If the server is not known to the CORBA Naming Service then it should be restarted following a method described at section 1.1.3.x.

2.2 What happens when the server dies without disconnecting itself from the CORBA Naming Service before the jobs start up?

In this case client jobs will fail with the following messages:

BdbCondRemoteAccessor::findInterval() -- ERROR.

Can not find desired interval in this container due to exception occurred while communicating with remote server.

DETECTOR -> <detector name>

CONTAINER -> <container name>

The first step would be to check if the instance of this server is still running on a machine where it's supposed to be run. Kill this process if it's still running.

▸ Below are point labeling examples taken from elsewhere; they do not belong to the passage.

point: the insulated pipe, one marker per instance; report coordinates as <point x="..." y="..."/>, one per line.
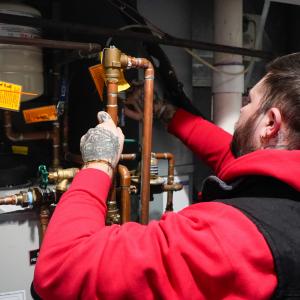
<point x="227" y="88"/>
<point x="149" y="38"/>
<point x="125" y="180"/>
<point x="170" y="182"/>
<point x="44" y="43"/>
<point x="32" y="136"/>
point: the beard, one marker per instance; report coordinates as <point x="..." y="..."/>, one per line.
<point x="243" y="137"/>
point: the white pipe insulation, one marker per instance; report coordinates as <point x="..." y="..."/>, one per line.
<point x="227" y="88"/>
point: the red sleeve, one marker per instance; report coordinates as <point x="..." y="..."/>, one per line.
<point x="200" y="253"/>
<point x="206" y="140"/>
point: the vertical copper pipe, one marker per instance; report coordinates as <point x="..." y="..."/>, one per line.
<point x="133" y="62"/>
<point x="56" y="145"/>
<point x="147" y="142"/>
<point x="125" y="180"/>
<point x="65" y="142"/>
<point x="112" y="99"/>
<point x="44" y="219"/>
<point x="171" y="165"/>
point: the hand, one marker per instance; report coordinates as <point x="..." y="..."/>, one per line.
<point x="104" y="142"/>
<point x="134" y="105"/>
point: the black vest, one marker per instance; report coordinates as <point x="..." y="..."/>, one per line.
<point x="274" y="208"/>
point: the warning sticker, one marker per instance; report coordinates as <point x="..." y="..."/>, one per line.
<point x="40" y="114"/>
<point x="10" y="96"/>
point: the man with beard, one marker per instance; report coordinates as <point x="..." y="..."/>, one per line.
<point x="242" y="241"/>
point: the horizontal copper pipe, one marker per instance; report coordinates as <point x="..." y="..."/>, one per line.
<point x="172" y="187"/>
<point x="125" y="180"/>
<point x="9" y="200"/>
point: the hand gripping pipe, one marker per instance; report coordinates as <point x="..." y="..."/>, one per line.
<point x="113" y="61"/>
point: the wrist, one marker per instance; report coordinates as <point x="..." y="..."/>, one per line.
<point x="101" y="165"/>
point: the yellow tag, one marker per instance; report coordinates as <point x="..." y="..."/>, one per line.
<point x="40" y="114"/>
<point x="10" y="96"/>
<point x="123" y="84"/>
<point x="97" y="73"/>
<point x="20" y="150"/>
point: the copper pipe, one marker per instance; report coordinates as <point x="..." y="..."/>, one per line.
<point x="32" y="136"/>
<point x="112" y="99"/>
<point x="44" y="219"/>
<point x="56" y="145"/>
<point x="128" y="156"/>
<point x="9" y="200"/>
<point x="125" y="180"/>
<point x="62" y="174"/>
<point x="170" y="182"/>
<point x="172" y="187"/>
<point x="65" y="131"/>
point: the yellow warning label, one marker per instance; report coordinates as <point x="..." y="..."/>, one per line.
<point x="20" y="150"/>
<point x="40" y="114"/>
<point x="10" y="96"/>
<point x="98" y="75"/>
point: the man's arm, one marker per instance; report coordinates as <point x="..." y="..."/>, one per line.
<point x="187" y="255"/>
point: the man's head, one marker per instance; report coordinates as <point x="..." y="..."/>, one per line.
<point x="271" y="118"/>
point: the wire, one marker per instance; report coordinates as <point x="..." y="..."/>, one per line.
<point x="134" y="26"/>
<point x="161" y="33"/>
<point x="209" y="65"/>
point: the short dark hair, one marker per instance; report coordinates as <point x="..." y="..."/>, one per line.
<point x="282" y="90"/>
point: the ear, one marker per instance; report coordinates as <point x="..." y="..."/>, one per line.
<point x="273" y="122"/>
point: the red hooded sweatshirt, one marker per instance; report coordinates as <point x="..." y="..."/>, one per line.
<point x="206" y="251"/>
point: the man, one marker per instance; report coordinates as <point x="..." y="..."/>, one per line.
<point x="241" y="242"/>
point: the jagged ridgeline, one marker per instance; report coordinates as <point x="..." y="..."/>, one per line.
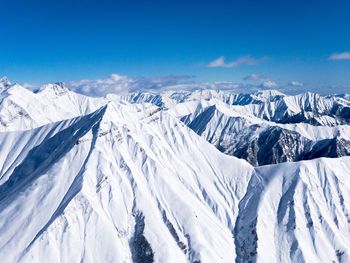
<point x="154" y="178"/>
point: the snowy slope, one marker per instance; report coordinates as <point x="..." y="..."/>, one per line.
<point x="83" y="192"/>
<point x="259" y="141"/>
<point x="104" y="180"/>
<point x="21" y="109"/>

Then start the OID Server using "rebind" method described at the section 1.1.3.3.

BdbCondROIDServerApp -OIDServer_rebind

This will guarantee that a new instance of the server will register itself under the required name with the CORBA Naming Service.

2.3 What happens if the server dies during execution of a client job?

The answer is found in the previous question.

2.4 What will happen if a client process using the OID Server crashes before the "finalize" stage?

The answer is - nothing special if this is not "finalizing" process. See the sections 2.6 if it' is.

2.5 What happens if the processes which was doing "finalize" crashes in the middle of this operation?

This should not be a problem, because the current implementation of the OID Server is only responsible for the read-only operation with the Conditions/DB.

2.6 What happens if the farm is either running at "No Rolling Calibration" mode or if a process meant to be the "finalizing" one dies before starting the "finalize"?

This can be a potential problem given the current implementation of the server because the server will keep an open read-mode transaction. Normally this transaction is closed when the "finalize" begins storing new conditions.

So that the suggestion is to force the transaction commit at the server's side by sending the following command:

BdbCondRemoteCmd commit

As an alternative the server can be stopped and restarted.